Dès le début, j’ai constaté qu’il avait l’intention de me présenter une note. Je l’ai prié d’attendre le développement de notre entretien, persuadé que des échanges de papiers ne seraient pas utiles à la solution des difficultés que nous devions tous résoudre. Nous parlons alors de l’accord franco-allemand du 16 novembre 19402, que je lui explique.
Je constate, à cette occasion, que nous n’avons pas discuté avec M. Scapini et que j’ai même regretté ses communications et émissions prématurées.
Puis, l’entretien porte sur le matériel. Une discussion longue, ardue, hachée, s’engage. M. Lados glisse toujours vers un débat juridique. Il fait allusion aux accords passés entre la Pologne et la France, à l’or conservé à Dakar et retenu en gage par la France. Il allègue que celle-ci avait livré le matériel et ne l’avait pas prêté, etc. etc. Il comprend cependant que nous ne pouvions nous ériger en juge. Tout au plus, constatant un litige, aurions-nous pu retenir le matériel. Mais il va sans dire que cette solution n’en était pas une, puisqu’elle faisait échouer la réalisation de l’accord du 16 novembre 1940. Aussi M. Lados me déclare-t-il que la question du matériel est secondaire, qu’elle avait surtout une valeur sentimentale et qu’il n’insiste pas.
(Incontestablement, il y avait eu contact entre M. Lados et M. Kelly3. On voulait marquer une position juridique, mais ne pas en tirer de conséquences pratiques, vu les circonstances.)

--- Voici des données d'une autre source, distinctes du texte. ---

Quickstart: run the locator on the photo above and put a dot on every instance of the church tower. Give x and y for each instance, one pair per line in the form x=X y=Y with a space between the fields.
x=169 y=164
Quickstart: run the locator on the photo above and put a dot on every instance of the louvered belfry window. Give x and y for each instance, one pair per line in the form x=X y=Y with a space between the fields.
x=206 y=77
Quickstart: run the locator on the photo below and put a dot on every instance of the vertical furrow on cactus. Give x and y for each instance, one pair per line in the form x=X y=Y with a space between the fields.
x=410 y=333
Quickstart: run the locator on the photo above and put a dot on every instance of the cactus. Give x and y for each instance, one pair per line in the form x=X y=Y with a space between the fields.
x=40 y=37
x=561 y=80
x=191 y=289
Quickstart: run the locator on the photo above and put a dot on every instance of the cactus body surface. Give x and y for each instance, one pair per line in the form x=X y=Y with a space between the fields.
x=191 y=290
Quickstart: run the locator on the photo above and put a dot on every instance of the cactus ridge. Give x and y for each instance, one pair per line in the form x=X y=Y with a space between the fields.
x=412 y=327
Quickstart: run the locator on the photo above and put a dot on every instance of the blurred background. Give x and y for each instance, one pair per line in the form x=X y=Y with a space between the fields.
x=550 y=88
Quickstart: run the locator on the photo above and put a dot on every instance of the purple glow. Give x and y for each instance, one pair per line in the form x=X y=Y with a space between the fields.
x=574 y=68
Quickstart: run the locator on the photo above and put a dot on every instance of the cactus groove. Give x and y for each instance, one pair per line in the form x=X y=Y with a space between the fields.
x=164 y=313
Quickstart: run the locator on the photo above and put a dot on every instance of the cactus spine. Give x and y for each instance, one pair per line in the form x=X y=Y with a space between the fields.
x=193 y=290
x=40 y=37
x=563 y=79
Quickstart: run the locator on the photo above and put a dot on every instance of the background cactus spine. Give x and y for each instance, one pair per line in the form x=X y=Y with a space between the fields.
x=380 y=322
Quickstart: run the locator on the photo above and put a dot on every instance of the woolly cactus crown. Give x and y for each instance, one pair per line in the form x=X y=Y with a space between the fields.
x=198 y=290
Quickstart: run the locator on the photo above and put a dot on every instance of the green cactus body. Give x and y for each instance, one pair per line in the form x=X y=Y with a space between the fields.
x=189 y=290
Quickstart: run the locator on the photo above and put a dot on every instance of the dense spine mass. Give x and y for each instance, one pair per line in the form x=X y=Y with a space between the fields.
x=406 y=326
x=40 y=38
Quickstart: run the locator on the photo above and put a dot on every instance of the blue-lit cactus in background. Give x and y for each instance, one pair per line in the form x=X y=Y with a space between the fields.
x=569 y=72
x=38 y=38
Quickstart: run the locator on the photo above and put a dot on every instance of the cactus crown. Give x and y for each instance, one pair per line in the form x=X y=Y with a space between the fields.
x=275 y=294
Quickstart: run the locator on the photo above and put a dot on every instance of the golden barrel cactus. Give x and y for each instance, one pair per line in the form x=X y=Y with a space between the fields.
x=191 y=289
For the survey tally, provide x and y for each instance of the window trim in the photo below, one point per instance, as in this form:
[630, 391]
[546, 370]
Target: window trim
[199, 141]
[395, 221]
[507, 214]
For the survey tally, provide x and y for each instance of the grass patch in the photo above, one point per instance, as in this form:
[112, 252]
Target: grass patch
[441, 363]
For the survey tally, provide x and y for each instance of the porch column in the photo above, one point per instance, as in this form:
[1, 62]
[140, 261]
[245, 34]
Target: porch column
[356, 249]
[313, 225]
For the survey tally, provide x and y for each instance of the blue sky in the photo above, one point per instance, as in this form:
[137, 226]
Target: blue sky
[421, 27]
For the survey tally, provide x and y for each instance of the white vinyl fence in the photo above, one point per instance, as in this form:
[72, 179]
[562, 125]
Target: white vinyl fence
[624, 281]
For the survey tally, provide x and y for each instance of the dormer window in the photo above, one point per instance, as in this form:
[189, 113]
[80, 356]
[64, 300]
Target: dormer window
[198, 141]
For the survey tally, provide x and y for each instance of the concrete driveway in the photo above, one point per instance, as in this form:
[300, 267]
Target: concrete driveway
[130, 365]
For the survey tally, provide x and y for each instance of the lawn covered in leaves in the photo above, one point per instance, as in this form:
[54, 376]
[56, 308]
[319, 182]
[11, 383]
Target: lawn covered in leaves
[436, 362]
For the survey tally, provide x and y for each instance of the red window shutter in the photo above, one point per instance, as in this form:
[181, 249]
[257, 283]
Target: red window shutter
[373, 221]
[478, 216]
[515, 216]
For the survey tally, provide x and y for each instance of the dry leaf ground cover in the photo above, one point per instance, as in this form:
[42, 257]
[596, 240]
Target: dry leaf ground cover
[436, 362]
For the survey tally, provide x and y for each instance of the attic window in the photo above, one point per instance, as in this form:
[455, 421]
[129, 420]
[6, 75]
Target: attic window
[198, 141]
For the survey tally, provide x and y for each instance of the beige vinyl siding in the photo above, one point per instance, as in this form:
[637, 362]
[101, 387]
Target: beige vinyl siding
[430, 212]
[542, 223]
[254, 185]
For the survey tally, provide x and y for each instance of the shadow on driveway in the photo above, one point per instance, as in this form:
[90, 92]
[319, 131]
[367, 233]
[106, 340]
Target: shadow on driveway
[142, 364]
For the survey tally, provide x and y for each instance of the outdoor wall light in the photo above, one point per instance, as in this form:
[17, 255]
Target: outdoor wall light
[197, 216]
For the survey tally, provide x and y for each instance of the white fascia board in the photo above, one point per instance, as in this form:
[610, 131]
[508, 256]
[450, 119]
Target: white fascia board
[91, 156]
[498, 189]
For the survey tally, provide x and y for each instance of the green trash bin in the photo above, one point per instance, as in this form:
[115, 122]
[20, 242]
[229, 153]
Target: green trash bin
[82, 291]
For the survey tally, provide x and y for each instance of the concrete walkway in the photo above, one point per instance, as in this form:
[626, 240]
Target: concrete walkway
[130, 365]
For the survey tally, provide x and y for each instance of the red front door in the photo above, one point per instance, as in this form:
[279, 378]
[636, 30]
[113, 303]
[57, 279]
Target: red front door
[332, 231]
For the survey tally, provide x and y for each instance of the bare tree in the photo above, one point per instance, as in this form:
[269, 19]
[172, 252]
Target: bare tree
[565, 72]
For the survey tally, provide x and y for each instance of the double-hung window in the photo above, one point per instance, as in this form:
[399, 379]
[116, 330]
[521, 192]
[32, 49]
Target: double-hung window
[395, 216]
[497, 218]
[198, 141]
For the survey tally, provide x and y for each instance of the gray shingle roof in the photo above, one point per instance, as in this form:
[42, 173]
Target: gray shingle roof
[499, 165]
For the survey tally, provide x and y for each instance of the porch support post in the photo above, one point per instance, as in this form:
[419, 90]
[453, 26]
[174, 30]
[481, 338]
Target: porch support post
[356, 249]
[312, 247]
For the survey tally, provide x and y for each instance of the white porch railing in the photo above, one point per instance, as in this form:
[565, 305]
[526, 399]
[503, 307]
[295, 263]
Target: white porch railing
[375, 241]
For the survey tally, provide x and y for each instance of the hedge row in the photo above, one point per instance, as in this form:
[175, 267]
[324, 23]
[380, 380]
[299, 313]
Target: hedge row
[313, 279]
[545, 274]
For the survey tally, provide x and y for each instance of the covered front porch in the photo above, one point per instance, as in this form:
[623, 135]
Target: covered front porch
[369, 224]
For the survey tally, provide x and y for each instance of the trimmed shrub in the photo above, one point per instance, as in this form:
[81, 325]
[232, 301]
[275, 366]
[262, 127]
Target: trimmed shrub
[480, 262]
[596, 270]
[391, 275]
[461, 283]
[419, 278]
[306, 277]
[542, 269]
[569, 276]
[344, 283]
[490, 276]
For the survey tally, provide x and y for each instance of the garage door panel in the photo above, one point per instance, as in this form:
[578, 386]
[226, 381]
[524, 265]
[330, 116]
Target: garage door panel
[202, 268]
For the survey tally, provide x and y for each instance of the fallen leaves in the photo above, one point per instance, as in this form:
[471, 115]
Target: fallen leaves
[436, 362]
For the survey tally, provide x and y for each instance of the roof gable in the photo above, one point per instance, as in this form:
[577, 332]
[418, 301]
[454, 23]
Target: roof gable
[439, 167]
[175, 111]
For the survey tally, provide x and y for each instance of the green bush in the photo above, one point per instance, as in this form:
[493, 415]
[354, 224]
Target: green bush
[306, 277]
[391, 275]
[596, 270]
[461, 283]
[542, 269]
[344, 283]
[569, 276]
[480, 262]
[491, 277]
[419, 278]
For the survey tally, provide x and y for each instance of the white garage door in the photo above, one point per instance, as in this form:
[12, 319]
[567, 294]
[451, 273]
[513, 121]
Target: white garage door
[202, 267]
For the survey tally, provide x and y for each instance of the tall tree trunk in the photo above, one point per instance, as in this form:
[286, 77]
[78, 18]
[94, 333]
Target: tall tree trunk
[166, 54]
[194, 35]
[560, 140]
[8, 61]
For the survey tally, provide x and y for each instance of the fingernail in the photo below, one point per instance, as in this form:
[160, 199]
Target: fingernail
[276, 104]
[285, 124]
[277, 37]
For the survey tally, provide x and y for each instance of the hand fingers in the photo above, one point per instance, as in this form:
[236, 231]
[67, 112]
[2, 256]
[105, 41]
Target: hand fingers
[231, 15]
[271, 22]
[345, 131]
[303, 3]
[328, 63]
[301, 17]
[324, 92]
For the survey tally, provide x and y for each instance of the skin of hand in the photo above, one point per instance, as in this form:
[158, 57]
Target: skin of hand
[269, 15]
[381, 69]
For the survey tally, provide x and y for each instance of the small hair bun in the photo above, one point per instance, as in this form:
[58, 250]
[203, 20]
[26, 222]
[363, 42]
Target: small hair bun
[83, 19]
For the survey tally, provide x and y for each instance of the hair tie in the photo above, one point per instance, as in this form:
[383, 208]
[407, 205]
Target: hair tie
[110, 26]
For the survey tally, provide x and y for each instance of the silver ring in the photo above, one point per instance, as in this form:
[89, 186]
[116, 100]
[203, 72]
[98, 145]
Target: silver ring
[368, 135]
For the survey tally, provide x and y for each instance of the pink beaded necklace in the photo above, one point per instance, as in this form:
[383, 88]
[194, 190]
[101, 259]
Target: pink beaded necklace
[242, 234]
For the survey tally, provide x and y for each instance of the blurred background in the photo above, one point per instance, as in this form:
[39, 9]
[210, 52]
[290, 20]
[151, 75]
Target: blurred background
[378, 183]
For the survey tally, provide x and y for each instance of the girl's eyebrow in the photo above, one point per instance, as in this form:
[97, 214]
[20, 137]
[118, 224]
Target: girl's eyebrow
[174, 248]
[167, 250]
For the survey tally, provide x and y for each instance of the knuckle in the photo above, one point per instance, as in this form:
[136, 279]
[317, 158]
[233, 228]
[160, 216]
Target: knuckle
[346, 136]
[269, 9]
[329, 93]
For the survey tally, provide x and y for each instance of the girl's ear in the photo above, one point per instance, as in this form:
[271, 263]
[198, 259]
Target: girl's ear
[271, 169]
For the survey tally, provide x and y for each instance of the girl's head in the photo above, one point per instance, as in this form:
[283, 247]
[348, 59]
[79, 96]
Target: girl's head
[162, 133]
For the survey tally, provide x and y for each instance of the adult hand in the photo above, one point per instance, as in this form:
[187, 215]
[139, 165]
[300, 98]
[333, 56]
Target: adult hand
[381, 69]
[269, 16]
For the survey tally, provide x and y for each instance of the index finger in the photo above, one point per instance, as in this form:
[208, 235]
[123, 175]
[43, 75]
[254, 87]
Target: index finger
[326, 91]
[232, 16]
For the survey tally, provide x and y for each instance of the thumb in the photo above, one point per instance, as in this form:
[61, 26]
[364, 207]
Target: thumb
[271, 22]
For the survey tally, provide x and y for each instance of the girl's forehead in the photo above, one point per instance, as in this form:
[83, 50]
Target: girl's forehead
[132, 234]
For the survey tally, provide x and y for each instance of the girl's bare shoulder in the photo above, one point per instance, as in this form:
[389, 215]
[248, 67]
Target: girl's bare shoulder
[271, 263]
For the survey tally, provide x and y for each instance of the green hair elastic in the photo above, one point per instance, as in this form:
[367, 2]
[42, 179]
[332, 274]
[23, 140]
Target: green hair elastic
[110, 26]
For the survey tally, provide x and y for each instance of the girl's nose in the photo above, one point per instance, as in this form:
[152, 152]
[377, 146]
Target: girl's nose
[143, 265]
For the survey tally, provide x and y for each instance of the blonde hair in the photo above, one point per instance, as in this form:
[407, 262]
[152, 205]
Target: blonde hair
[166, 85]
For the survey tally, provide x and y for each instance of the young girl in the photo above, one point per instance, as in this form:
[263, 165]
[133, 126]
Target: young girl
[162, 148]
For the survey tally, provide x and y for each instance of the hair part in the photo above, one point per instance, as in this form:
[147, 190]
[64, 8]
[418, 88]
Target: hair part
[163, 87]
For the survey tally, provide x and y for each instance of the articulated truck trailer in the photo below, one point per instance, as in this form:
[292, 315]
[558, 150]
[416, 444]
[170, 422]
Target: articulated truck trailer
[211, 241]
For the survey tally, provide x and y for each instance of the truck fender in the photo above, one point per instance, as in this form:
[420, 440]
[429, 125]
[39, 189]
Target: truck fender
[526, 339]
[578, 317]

Ce qui intéresse bien davantage le Ministre, c’est le sort futur des Polonais. Il paraît qu’un certain nombre de ceux-ci, quelques centaines, apprenant par la presse - ce que M. Lados regrette à son point de vue - que la France s’est engagée à les recevoir, s’agitent et voudraient partir. Comme je m’étonne, il m’explique qu’il s’agit, d’une part, d’éléments douteux, des gens qui ont passé par la Russie, puis qui sont allés se battre en Espagne, qui avaient ensuite reflué en France et qui ne sont pas parmi les meilleurs éléments; d’autres sont des agriculteurs, fermiers, etc. qui ont leur famille en France, dans la région libre, et qui voudraient rejoindre les leurs.
M. Lados laisse entendre que, si nous pouvions les «coller» aux Français ou les laisser s’évader, ça n’est pas lui qui s’en plaindrait. Je réponds qu’il s’agirait là d’une sorte de complicité qui n’est pas dans nos habitudes.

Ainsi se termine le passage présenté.